Disabled Medicare enrollees
Because nearly all the drugs likely to be eligible for the first round of negotiation treat chronic conditions, disabled Medicare enrollees are likely to benefit. In fact, more than 36 percent of Medicare enrollees have four or more chronic conditions. Cardiovascular diseases, diabetes, and arthritis are among the most common chronic conditions for Medicare enrollees.
Some people with disabilities under age 65 are eligible for Medicare, many of whom have low incomes. Compared with older participants, enrollees under 65 dedicate a larger portion of their out-of-pocket costs to covering prescription medications. These enrollees are three times more likely to report fair or poor health and 3.5 times as likely to report medication affordability issues compared with older Medicare beneficiaries.
One example of a group eligible for Medicare before age 65 is individuals with end-stage renal disease who are receiving Social Security Disability Insurance.

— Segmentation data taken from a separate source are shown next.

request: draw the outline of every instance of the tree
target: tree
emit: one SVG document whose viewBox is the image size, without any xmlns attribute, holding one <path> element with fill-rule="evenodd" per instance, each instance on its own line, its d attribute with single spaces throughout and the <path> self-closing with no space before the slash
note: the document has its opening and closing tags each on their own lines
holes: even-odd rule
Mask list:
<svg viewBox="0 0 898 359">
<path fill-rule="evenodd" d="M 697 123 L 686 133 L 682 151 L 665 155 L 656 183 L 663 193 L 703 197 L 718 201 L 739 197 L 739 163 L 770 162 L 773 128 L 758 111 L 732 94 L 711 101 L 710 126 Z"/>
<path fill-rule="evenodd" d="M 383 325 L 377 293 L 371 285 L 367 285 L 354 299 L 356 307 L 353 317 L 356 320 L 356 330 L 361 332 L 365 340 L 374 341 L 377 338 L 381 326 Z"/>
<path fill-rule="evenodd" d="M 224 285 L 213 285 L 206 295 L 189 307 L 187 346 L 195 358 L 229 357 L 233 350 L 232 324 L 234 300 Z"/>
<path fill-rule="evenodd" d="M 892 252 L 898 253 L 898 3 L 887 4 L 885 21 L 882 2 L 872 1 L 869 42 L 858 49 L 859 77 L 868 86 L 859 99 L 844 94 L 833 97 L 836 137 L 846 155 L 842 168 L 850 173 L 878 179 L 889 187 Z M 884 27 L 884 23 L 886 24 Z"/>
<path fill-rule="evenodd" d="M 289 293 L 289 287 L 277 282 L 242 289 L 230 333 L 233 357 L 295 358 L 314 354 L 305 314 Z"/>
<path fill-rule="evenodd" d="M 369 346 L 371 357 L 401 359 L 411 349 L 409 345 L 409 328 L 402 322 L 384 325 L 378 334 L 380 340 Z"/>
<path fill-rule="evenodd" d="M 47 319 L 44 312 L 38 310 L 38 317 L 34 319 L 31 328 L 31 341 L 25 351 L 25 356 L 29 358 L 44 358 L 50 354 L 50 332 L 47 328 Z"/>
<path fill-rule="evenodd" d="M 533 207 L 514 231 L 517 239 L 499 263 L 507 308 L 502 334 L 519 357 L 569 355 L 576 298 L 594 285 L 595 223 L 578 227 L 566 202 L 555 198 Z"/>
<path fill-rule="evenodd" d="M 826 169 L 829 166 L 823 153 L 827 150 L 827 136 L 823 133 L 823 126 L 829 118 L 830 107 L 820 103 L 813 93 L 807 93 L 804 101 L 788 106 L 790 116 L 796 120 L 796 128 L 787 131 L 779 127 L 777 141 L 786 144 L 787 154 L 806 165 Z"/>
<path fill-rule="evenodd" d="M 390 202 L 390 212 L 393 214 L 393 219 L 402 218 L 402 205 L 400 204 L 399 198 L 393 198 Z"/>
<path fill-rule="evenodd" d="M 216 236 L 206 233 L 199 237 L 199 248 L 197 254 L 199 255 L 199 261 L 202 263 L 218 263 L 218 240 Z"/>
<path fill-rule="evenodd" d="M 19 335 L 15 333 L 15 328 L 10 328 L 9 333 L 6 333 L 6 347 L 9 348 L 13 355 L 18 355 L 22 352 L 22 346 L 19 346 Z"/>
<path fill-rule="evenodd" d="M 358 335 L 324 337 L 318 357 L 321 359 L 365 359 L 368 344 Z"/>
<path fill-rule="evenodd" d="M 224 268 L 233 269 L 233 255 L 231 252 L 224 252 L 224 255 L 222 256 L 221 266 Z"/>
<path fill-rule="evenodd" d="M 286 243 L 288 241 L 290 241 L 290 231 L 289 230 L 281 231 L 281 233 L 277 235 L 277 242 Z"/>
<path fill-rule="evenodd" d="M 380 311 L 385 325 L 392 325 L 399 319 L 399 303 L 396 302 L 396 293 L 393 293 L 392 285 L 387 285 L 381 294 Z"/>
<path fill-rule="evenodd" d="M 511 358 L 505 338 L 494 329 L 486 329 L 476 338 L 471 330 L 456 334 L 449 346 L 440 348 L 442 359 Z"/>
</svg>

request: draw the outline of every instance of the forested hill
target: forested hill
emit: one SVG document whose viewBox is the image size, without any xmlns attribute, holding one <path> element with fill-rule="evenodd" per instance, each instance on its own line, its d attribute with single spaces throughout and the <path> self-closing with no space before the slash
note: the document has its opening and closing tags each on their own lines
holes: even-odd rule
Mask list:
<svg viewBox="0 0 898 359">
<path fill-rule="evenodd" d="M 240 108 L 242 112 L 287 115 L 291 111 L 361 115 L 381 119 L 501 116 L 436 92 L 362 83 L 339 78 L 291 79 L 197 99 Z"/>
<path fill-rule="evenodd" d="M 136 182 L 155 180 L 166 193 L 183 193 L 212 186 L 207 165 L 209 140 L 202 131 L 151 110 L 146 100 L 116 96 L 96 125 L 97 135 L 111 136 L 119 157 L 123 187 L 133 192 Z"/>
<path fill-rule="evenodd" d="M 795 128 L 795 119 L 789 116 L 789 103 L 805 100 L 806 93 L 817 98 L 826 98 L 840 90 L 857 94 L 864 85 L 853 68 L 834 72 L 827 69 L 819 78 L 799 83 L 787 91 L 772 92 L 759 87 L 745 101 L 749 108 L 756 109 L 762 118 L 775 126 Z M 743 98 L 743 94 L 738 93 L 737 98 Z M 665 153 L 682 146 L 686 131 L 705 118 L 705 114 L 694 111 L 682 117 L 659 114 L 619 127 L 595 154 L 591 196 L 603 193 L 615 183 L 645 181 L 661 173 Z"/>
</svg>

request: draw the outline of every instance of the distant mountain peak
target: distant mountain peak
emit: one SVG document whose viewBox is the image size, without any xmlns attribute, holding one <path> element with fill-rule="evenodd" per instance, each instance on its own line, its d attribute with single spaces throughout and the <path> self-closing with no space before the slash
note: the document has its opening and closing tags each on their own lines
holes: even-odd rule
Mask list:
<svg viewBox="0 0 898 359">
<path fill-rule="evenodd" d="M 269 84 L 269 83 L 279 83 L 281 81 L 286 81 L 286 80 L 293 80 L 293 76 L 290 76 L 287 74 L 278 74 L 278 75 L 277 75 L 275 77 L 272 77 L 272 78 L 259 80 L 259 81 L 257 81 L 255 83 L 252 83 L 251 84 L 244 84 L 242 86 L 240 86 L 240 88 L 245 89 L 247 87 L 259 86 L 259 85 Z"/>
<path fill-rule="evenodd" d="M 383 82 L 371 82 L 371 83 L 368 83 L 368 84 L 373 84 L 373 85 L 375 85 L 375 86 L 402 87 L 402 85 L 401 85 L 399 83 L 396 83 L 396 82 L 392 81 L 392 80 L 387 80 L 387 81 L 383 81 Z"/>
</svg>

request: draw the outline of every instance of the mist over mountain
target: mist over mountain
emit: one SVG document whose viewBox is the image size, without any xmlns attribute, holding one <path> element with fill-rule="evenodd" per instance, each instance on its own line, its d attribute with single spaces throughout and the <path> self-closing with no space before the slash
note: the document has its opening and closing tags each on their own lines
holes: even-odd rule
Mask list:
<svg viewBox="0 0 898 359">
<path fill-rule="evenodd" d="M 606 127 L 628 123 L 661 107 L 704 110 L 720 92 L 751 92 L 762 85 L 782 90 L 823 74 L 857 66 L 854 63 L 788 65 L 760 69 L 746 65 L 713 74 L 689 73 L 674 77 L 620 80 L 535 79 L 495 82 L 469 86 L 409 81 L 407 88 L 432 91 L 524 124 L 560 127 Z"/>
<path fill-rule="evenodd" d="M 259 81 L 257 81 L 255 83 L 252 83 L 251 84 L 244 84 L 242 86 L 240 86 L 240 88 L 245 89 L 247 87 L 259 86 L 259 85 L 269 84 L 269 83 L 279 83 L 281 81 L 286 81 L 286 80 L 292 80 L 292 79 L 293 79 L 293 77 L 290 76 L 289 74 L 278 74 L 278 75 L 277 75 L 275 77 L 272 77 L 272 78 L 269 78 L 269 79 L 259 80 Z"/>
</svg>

Several risk factors for end-stage renal disease and common concurrent conditions—namely diabetes, high blood pressure, and heart disease—could be treated with drugs eligible for negotiation. Drugs that treat diabetes, blood clots, and heart failure are among those likely to be negotiated.
Conclusion
Medicare drug price negotiation will help Black and Latino people, women, LGBTQI+ people, disabled people, and others who often have trouble affording medications. Significant potential savings that accompany Medicare negotiations enabled by the Inflation Reduction Act will compound as more drugs are subject to negotiation each year. Medicare enrollees can expect improved access to and affordability of prescription drugs for years to come.